“It will always be your room now, dear,” said Aunt Eunice, and patted Caroline’s hand that she had kept fast in hers, ever since they found each other at the farm.

Cousin Penelope pulled open a drawer of the bureau. She took out things while Aunt Eunice gasped, as amazed and as delighted, too, as Caroline herself. There were white frilly underthings for a little girl of eleven, and socks of black silk, and shoes of black patent leather, with buckled straps. There was a frock of fine brown and white checked gingham, with flame-colored silk stitchings on the belt and cuffs and collar, and a little chemisette of sheer white lawn.

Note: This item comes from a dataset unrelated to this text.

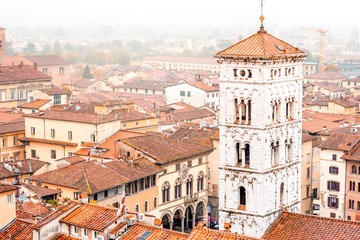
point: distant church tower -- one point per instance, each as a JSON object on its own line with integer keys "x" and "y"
{"x": 260, "y": 132}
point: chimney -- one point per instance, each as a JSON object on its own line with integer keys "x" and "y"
{"x": 2, "y": 46}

“I got these in the city,” said Cousin Penelope, smiling and unashamed. “I was going to send them to you, Carol, as a present for Sunday wear. There’s a little coat, too, in the closet and a fall hat. To-morrow we’ll go to the city, and get you more things, and we’ll go to the dentist’s, too, and Madame Woleski will take you for a lesson the last of the week.”

And when the sun went down on that Saturday night, in great splashes of color into the sea, Jacqueline was a happy little girl, as she stood with feet firmly apart on the deck of the great ocean liner, at her Uncle Jimmie’s side, with new sights and new experiences in a new world before her. But she was not half so happy as was Caroline, all clean and fresh in clothes that were her very own, not Jacqueline’s, as she sat at the table in the softly lighted dining room at The Chimnies and beamed at Aunt Eunice and Cousin Penelope. For Caroline was telling herself:

“They want me—really me myself—not Jackie. I’m theirs—and they love me, but oh! not more than I love them, and will love them all my days.”

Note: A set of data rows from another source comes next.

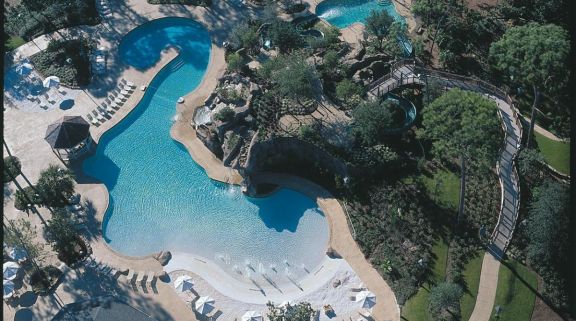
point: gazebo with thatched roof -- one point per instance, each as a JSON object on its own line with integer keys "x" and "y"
{"x": 69, "y": 137}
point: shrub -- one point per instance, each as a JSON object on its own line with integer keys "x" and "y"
{"x": 445, "y": 301}
{"x": 56, "y": 185}
{"x": 25, "y": 197}
{"x": 348, "y": 91}
{"x": 12, "y": 168}
{"x": 53, "y": 61}
{"x": 371, "y": 120}
{"x": 225, "y": 114}
{"x": 64, "y": 236}
{"x": 285, "y": 36}
{"x": 245, "y": 36}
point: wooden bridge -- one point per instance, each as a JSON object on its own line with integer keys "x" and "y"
{"x": 406, "y": 72}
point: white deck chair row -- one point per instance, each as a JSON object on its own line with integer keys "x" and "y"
{"x": 112, "y": 104}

But if you’ll believe it, Cousin Penelope was as happy as anybody. For she had changed back to her old place at the table, and she looked straight at Great-aunt Joanna’s portrait. Blood will tell—once more she said it defiantly! Weren’t the Taits and Conways and Gildersleeves and Holdens, all those sturdy pioneers who were her forbears, just as much the forbears of little Caroline?

“Do you know, Mother,” said Cousin Penelope serenely, “Caroline really looks very much like Great-aunt Joanna?”

Caroline twisted round in her seat. She didn’t feel afraid to look at Great-aunt Joanna, now that she wasn’t pretending to be her great-grandniece.

“She looks fiercely proud, doesn’t she, Cousin Penelope?” she said.

Cousin Penelope laughed. They were all three very quick to laugh that evening, perhaps because they could as easily have cried.